Bien sûr, certains événements survenus au cours du quinquennat peuvent fournir un élément d'explication. Nicolas Sarkozy a été impressionné par le référendum suisse sur les minarets, qu'il a interprété comme un signe de profonde évolution de l'opinion publique européenne à l'égard de l'islam (cf. sa tribune dans Le Monde, 9 décembre 2009).

La montée du FN aux élections intermédiaires a aussi joué un rôle. On peut également soutenir la thèse que la laïcité de Nicolas Sarkozy est à géométrie variable: douce pour le catholicisme, dure pour l'islam. Mais le discours de Riyad a marqué une certaine ouverture vers l'islam et l'action de Nicolas Sarkozy comme ministre de l'intérieur (création du Conseil Français du Culte Musulman) relève d'une logique qui, à première vue, semble plutôt conciliatrice. C'est pourquoi, je propose une explication plus globale et prend en compte les différents aspects du discours et de la politique de Nicolas Sarkozy, en matière de laïcité, depuis qu'il est "aux affaires".

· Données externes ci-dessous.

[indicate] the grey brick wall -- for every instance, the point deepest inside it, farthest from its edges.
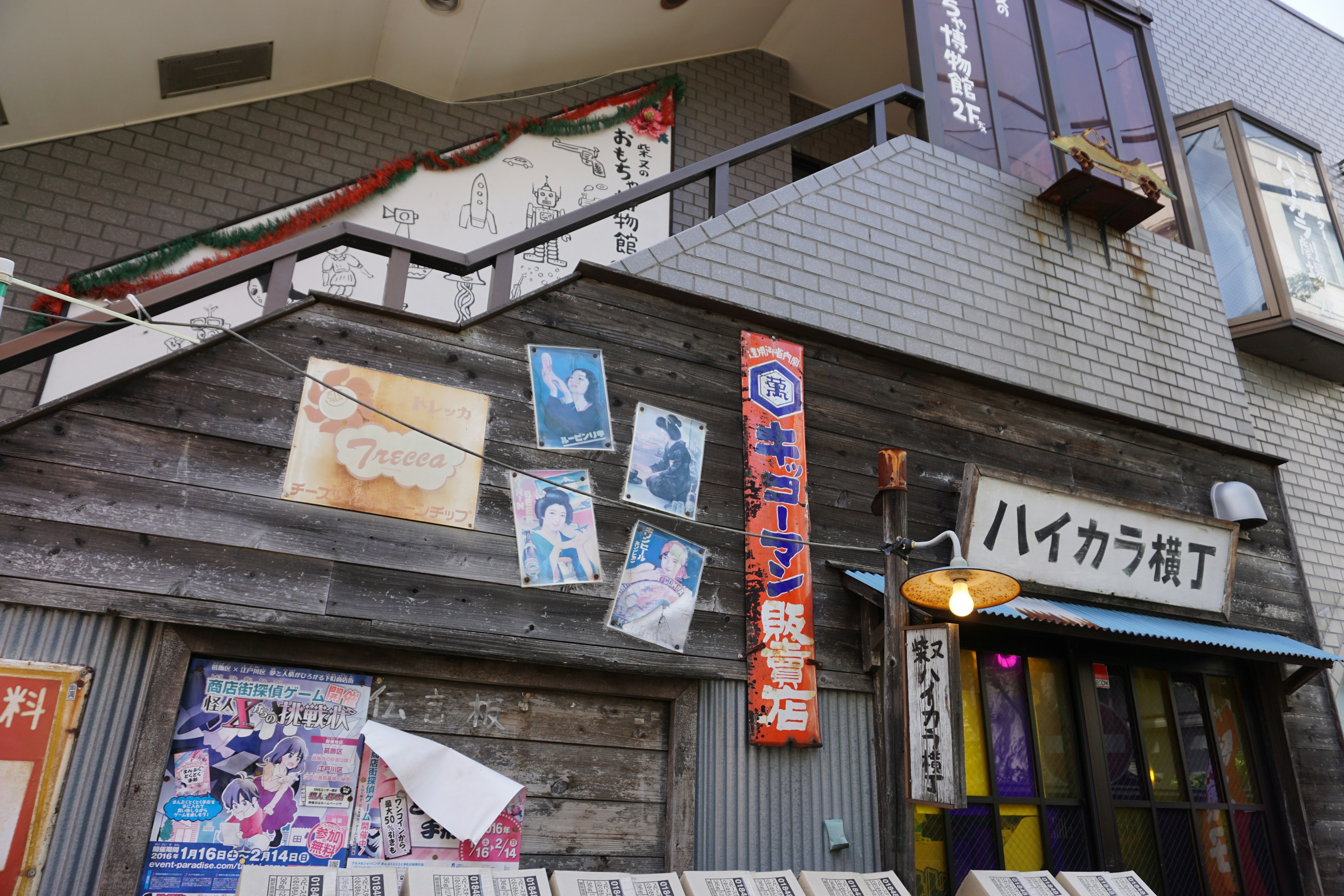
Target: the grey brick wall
(928, 253)
(73, 203)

Ma thèse est la suivante: la politique de Sarkozy envers les religions se situe dans la filiation de la tradition gallicane qui, sous diverses formes, a été celle de la France de Philippe le Bel à Emile Combes, à la veille de 1905, en passant par Napoléon Bonaparte. Cette politique peut se résumer par trois idées-forces: contrôler la religion, protéger la religion, "franciser" la religion. Les articles 1, 2 et 4 de la loi de 1905 constituent des ruptures avec ces trois modes de gouvernance de la religion. Mais si ces articles ont toujours aujourd'hui force de loi, ils n'imprègnent pas véritablement la culture politique. La cohérence interne du sarkozysme est d'être un néo-gallicanisme. Reprenons brièvement les trois aspects précités.

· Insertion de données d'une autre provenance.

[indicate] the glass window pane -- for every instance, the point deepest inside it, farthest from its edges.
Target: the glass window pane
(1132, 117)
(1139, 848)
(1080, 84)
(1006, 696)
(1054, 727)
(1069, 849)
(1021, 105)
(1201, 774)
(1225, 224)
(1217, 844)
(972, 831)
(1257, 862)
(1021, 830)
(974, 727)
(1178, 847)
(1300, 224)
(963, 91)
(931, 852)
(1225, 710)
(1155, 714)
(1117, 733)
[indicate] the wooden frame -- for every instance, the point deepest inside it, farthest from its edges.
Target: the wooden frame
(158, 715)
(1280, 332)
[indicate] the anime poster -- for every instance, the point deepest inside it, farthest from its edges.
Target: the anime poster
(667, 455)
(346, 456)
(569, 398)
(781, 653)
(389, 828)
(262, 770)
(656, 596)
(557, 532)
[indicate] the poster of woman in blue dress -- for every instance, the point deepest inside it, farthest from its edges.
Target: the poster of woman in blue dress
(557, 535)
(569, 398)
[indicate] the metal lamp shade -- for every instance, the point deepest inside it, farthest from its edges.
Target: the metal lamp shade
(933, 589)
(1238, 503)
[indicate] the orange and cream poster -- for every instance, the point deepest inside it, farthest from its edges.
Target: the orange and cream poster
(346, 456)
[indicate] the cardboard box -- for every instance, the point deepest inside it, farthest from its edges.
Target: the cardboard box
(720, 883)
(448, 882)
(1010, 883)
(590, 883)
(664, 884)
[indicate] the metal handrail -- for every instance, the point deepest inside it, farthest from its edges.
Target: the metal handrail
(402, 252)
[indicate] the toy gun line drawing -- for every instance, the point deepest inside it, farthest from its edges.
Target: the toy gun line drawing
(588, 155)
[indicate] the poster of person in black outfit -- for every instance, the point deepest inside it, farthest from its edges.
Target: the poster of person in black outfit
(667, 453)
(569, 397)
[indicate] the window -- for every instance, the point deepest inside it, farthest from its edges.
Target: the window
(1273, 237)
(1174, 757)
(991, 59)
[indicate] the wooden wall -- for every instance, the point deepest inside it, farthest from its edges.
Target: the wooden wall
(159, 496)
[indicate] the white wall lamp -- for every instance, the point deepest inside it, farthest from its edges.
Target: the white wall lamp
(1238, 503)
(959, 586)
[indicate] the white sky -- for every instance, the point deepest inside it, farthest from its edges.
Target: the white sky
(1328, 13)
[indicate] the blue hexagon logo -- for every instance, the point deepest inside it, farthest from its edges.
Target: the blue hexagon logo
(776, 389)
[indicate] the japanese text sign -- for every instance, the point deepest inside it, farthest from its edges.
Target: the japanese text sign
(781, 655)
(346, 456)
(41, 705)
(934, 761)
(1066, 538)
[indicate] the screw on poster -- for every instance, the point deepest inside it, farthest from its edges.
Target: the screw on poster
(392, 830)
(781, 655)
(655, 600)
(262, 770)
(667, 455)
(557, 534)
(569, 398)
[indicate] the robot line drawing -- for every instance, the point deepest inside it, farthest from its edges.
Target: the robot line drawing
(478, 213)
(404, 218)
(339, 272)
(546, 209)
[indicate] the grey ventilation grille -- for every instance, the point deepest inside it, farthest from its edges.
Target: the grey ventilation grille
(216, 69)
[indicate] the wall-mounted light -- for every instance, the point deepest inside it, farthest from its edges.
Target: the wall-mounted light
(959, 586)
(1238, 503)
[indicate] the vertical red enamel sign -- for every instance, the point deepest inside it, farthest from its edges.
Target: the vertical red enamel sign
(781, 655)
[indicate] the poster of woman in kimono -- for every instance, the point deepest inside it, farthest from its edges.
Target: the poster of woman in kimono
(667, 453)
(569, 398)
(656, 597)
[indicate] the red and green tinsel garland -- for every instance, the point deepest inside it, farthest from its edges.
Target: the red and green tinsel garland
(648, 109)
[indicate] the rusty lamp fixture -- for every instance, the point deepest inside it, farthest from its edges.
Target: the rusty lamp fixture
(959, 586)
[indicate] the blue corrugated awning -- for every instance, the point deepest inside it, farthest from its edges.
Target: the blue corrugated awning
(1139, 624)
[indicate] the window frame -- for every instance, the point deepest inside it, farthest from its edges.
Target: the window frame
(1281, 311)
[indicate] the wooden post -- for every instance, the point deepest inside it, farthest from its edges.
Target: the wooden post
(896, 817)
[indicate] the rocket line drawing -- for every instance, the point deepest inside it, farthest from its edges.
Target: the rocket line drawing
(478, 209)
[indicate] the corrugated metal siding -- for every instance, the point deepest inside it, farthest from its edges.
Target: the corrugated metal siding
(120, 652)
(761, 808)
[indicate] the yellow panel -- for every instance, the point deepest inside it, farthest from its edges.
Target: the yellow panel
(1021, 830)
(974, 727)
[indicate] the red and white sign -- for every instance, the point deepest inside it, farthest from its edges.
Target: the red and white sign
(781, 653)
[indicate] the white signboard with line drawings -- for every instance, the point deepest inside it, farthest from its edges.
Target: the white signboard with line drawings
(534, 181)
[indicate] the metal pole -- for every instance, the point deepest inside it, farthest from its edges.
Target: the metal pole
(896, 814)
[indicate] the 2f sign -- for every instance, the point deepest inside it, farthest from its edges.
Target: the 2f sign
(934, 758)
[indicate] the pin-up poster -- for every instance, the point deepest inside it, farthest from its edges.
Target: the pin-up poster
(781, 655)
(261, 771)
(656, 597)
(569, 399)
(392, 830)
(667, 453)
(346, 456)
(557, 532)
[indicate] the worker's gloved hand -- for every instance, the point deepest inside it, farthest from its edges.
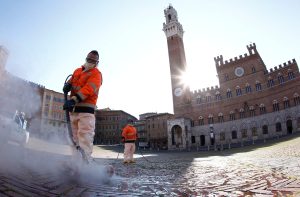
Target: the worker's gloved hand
(67, 87)
(69, 105)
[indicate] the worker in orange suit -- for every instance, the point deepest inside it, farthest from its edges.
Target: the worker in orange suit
(129, 136)
(84, 86)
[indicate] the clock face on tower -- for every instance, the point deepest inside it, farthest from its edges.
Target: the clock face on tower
(239, 71)
(178, 92)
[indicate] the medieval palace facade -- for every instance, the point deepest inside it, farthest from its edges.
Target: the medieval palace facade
(250, 104)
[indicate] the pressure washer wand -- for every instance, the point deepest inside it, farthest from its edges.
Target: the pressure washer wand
(81, 151)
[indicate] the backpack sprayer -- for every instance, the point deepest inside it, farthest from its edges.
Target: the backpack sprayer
(78, 148)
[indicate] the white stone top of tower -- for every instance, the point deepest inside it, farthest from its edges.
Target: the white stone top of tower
(3, 57)
(172, 27)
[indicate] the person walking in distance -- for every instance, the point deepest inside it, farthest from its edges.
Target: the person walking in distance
(129, 136)
(84, 86)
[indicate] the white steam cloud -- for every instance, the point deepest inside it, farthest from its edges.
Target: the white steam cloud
(50, 155)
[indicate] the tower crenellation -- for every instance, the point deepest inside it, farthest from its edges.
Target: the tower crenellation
(252, 49)
(220, 62)
(285, 65)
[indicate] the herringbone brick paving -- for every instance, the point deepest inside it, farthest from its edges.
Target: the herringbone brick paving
(273, 170)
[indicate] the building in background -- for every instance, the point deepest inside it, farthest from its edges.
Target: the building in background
(109, 125)
(250, 104)
(53, 116)
(157, 130)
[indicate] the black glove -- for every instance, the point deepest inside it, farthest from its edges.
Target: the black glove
(67, 87)
(69, 105)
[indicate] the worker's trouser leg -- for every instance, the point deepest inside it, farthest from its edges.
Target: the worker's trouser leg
(83, 129)
(129, 151)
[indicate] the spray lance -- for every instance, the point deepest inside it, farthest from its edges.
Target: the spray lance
(78, 148)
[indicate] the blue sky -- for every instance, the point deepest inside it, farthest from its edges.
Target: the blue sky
(48, 39)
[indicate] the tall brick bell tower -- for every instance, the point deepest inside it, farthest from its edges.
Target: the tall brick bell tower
(174, 33)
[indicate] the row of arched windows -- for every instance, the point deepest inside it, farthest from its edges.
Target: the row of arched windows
(247, 112)
(248, 88)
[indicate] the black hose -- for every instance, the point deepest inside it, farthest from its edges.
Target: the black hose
(81, 151)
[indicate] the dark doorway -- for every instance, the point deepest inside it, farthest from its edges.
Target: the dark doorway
(202, 140)
(176, 135)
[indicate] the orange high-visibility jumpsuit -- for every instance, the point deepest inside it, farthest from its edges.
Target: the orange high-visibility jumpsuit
(129, 135)
(85, 87)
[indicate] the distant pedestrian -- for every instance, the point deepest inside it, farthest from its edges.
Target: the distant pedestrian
(84, 86)
(129, 136)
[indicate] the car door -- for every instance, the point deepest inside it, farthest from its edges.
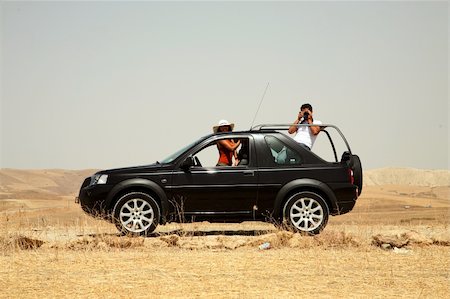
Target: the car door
(209, 190)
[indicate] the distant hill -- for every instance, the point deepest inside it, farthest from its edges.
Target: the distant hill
(406, 176)
(57, 183)
(41, 184)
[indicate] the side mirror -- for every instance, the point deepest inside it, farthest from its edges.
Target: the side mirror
(187, 163)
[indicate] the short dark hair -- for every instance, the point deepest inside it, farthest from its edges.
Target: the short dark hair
(306, 106)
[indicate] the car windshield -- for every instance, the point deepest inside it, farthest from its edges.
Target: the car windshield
(181, 151)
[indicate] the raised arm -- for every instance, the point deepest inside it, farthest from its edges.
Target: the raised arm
(229, 144)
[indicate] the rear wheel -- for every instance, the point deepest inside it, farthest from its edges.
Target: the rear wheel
(136, 213)
(307, 212)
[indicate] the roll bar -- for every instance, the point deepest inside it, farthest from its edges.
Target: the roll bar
(268, 127)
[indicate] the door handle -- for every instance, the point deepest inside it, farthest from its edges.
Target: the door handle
(249, 173)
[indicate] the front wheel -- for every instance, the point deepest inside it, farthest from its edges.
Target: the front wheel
(307, 212)
(136, 213)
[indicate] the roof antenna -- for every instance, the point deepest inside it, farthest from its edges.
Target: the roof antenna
(260, 102)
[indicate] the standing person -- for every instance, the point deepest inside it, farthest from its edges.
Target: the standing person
(227, 147)
(306, 135)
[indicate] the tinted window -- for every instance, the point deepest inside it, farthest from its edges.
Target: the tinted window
(282, 154)
(208, 156)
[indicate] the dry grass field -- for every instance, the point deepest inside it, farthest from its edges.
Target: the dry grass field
(395, 243)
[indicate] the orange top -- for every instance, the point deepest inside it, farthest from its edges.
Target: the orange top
(225, 156)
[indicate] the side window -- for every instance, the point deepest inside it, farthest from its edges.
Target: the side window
(208, 156)
(282, 154)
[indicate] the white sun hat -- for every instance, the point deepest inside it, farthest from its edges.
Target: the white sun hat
(222, 123)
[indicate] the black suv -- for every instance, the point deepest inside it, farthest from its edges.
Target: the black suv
(277, 179)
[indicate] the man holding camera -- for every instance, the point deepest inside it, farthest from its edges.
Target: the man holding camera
(306, 135)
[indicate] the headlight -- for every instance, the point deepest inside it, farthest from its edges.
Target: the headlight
(99, 179)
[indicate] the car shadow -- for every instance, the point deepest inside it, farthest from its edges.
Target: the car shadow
(191, 233)
(200, 233)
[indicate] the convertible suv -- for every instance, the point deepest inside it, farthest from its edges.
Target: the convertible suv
(276, 179)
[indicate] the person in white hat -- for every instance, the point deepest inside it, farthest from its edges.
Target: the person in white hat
(227, 147)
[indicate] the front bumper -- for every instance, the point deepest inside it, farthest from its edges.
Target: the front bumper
(92, 199)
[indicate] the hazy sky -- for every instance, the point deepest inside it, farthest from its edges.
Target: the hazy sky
(112, 84)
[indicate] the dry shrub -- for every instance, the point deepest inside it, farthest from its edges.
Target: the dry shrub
(410, 238)
(19, 242)
(336, 240)
(325, 240)
(172, 240)
(105, 242)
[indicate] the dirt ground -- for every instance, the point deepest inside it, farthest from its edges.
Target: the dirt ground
(395, 243)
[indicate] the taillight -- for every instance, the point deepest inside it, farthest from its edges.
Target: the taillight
(350, 176)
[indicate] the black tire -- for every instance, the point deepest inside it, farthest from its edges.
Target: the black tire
(136, 213)
(306, 212)
(357, 173)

Contrôler la religion: la mise en œuvre de procédures de contrôle s'applique notamment à un certain islam, dont on a une vision principalement sécuritaire. Le rattachement du "Bureau des cultes" au ministère de l'Intérieur, qui a eu longtemps une signification seulement administrative, a commencé à se politiser dans les dernières années du XXe siècle, et cette politisation s'est accentuée depuis l'arrivée au pouvoir de Nicolas Sarkozy, comme ministre de l'Intérieur d'abord, président de la République ensuite. Les mesures prises, quand la neutralité religieuse que supposerait la laïcité, se situent dans la droite ligne des mesures proposées par des parlementaires gallicans en 1905, et refusées par Aristide Briand et les promoteurs de la loi de séparation. Mais si l'islam est particulièrement concerné, la politique suivie est plus globale. A la suite du discours du Latran, certains évêques ont craint un accord entre le Vatican et le président français "par-dessus leurs têtes" (comme me l'a déclaré l'un d'entre eux) où les deux instances s'entendraient pour exercer un certain contrôle sur "l'Eglise de France" (comme on continue parfois à la nommer) que d'aucuns trouvent un peu trop "remuante".

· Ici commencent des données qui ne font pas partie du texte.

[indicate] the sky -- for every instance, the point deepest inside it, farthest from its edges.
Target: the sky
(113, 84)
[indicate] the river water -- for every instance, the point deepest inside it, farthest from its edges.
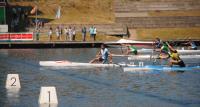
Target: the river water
(94, 87)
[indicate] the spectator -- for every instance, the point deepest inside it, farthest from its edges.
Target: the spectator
(50, 33)
(94, 33)
(74, 33)
(58, 33)
(37, 32)
(70, 33)
(91, 30)
(83, 33)
(66, 30)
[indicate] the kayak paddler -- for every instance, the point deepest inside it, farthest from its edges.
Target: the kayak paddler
(174, 57)
(103, 56)
(164, 51)
(131, 49)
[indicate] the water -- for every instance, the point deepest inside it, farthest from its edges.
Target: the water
(94, 87)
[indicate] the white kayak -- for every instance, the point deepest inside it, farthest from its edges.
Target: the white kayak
(77, 64)
(179, 51)
(160, 68)
(133, 57)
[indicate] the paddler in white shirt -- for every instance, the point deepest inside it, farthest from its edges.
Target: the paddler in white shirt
(103, 56)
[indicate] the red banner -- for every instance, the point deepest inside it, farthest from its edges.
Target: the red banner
(16, 36)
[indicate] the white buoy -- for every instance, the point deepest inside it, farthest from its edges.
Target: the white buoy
(13, 82)
(48, 96)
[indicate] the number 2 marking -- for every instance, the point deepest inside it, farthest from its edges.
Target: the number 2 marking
(13, 84)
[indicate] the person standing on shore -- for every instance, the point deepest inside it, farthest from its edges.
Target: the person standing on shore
(50, 33)
(74, 34)
(37, 33)
(58, 33)
(70, 33)
(66, 33)
(94, 33)
(83, 33)
(91, 30)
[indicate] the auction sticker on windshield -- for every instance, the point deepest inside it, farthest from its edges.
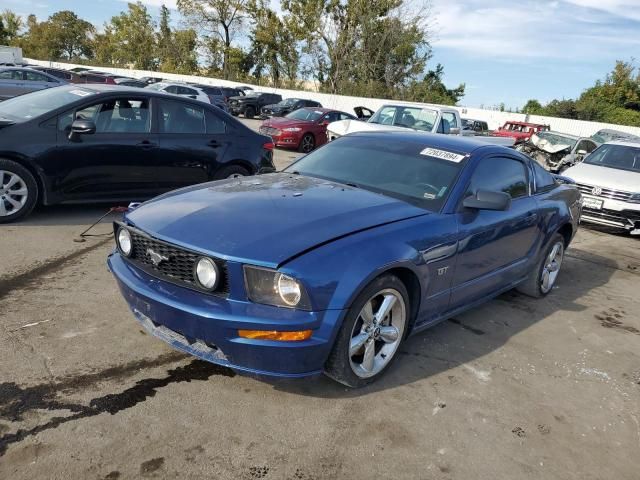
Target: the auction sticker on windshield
(443, 154)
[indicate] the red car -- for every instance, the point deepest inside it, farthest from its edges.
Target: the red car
(521, 131)
(303, 129)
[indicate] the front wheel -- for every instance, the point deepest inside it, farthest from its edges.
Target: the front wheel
(543, 279)
(371, 333)
(18, 191)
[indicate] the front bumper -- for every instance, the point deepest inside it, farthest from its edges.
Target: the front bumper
(612, 213)
(206, 326)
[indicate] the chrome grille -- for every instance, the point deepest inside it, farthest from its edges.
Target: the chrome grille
(606, 192)
(180, 266)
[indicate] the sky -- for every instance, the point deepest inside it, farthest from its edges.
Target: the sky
(503, 50)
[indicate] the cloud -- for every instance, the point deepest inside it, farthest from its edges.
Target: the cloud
(532, 29)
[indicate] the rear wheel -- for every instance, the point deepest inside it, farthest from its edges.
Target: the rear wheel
(371, 333)
(18, 191)
(542, 280)
(307, 144)
(232, 171)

Protéger la religion: il est très frappant de constater que le débat sur la laïcité de l'UMP (5 avril 2011) sépare deux notions: la laïcité d'une part, la liberté religieuse de l'autre. Dès ce débat, beaucoup d'organisations laïques ont fait remarquer, en se référant notamment à la loi de 1905, que la liberté de conscience, incluant la liberté de religion, fait partie intégrante de la laïcité. En conséquence, mettre face à face "laïcité et liberté religieuse constituerait une double erreur: la liberté religieuse est alors exfiltrée de la liberté de conscience, elle-même exfiltrée de la laïcité.

Or, suite à ce débat, le code établi par le ministère de l'Intérieur s'intitule Laïcité et liberté religieuse (octobre 2011, La Documentation française). Il ne tient donc aucun compte des critiques émises. Cela vient du fait que la distinction établie est structurelle: on tend à faire du terme "laïcité" un synonyme de contrôle de la religion, ou du moins de certaines de ses manifestations dans la vie publique. Mais, pour rester dans un cadre démocratique, on cherche également à protéger les formes religieuses qui acceptent un certain contrôle de l'Etat. De là, le processus en cours de constitution dans chaque préfecture départementale d'un "Correspondant laïcité" et d'une "Commission départementale de la liberté religieuse" (circulaire du 21 avril 2011; le processus commence à être mis en place à partir de l'automne 2011).

Franciser la religion: quand le catholicisme bénéficiait d'un monopole de légitimité religieuse en France, on exaltait les "libertés de l'église gallicane" face à Rome. L'ultramontanisme romain paraissait obscurantiste, contrairement au catholicisme gallican. La Constitution civile du clergé, en 1790, poussa jusqu'au bout cette logique d'un "catholicisme éclairé" français. Au contraire, Jaurès, en 1905, affirma qu'il fallait rompre avec la logique de la Constitution civile du clergé et respecter la constitution propre de chaque Eglise. Ce fut fait avec l'article 4 de la loi, qui confirma "l'enterrement républicain de tout gallicanisme" (E. Poulat, Scruter la loi de 1905, Fayard, 2010, p. 259). Faire du catholicisme une ressource identitaire de la France (ses "racines"), d'une part, exiger un "islam de France", républicanisé, au lieu de seulement le soumettre au droit commun, de l'autre, reprend en fait cette tradition gallicane d'une nouvelle manière.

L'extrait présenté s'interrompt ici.